Resource will be part of a team responsible for reliability and support of Container (Openshift) on-prem and external cloud (MS Azure/AWS/Google). This includes monitoring and troubleshooting alerts and incidents related to the platforms, and any required Incident and Problem Management. Application onboarding, troubleshooting, and support throughout the lifecycle. The role will require weekend on-call coverage and shift coverage as part of 24x7 Global Ops team. Resource will liaison regularly with teammates and shift leads. Additionally, as part of support will routinely interact with platform clients and vendors. BS/MS degree in Computer Science or related technical field involving systems or equivalent practical experience.
We are a company committed to creating diverse and inclusive environments where people can bring their full, authentic selves to work every day.

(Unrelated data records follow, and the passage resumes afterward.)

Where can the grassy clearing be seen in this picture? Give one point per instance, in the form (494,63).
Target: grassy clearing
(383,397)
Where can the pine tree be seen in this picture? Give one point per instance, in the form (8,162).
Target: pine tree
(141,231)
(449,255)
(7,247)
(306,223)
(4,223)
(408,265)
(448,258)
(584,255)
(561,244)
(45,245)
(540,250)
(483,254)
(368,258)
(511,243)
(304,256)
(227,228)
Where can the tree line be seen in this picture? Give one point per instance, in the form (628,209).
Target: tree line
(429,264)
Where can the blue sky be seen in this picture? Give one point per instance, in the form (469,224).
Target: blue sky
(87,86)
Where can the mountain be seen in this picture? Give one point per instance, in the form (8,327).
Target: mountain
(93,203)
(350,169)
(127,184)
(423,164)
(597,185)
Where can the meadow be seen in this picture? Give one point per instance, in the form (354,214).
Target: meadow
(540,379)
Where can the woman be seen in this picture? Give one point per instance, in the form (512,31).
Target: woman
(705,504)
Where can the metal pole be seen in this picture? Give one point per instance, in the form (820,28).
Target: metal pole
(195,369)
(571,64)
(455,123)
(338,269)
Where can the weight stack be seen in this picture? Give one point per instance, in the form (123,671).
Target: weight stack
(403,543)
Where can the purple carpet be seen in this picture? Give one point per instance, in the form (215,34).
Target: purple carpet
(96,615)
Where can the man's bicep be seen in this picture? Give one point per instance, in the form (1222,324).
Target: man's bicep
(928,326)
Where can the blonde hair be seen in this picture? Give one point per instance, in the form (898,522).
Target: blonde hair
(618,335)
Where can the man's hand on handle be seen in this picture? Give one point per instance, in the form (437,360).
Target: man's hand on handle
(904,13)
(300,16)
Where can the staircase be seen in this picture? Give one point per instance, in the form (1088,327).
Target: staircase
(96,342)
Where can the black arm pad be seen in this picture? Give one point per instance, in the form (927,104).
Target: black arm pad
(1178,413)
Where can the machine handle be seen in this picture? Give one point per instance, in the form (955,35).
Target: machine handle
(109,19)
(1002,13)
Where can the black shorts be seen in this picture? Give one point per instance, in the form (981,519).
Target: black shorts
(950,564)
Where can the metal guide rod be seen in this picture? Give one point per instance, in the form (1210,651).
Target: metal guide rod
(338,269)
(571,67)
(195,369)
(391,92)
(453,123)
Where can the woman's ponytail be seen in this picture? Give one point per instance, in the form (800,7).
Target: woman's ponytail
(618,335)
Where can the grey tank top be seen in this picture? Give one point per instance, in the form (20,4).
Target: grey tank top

We are an equal opportunity/affirmative action employer that believes everyone matters. Qualified candidates will receive consideration for employment regardless of their race, color, ethnicity, religion, sex (including pregnancy), sexual orientation, gender identity and expression, marital status, national origin, ancestry, genetic factors, age, disability, protected veteran status, military or uniformed service member status, or any other status or characteristic protected by applicable laws, regulations, and ordinances. If you need assistance and/or a reasonable accommodation due to a disability during the application or recruiting process, please send a request to HR@insightglobal.com.
Skills and Requirements:
• 5+ years of hands-on experience supporting Kubernetes/Openshift/RKE/EKS Container platform.
• Experience with Python, Ansible, Golang, and shell scripting.
• Kubernetes/Openshift/Terraform certifications are a plus.
• Strong experience in major services related to Compute, Storage, Network and Security.
• Experience with monitoring tools like Prometheus and Dynatrace, as well as cloud native tools like Azure Monitor and Log Analytics.
• Strong understanding and background of working with a complex IAM infrastructure, including Active Directory, Azure AD Connect, Azure AD, and Ping Identity or other SSO solutions.
• Advanced knowledge of Linux OS, DNS, DHCP, Kerberos, and Windows Authentication.
• Experience with CI/CD tools git/Jenkins, GitOps model.
• Excellent understanding of Linux/Windows operating systems administration.
• Experience in Container security and vulnerability remediation.
• Systematic problem-solving approach, sense of ownership and drive.
• Ability to juggle competing priorities and adapt to changes in project scope.
• Excellent interpersonal, organizational and communication (written, verbal, and presentation) skills are a must.
• Proven ability to work independently with minimal supervision and as part of a team with direct responsibilities.
• Experience in Openshift, RKE, CSP Kubernetes services such as AKS and EKS.
• Experience in Terraform, ArgoCD, Tekton, and K-native technologies.
• Experience in agile deployment methodologies (GitOps).
• Knowledge of various container runtimes.
• Familiarity with the operator deployment pattern.
• Experience working in a highly available multidatacenter environment.
• Experience working with monitoring tools such as Prometheus, Splunk, Dynatrace, Sysdig, or similar tools.
• Understanding of cost management, inventory management, FinOps model.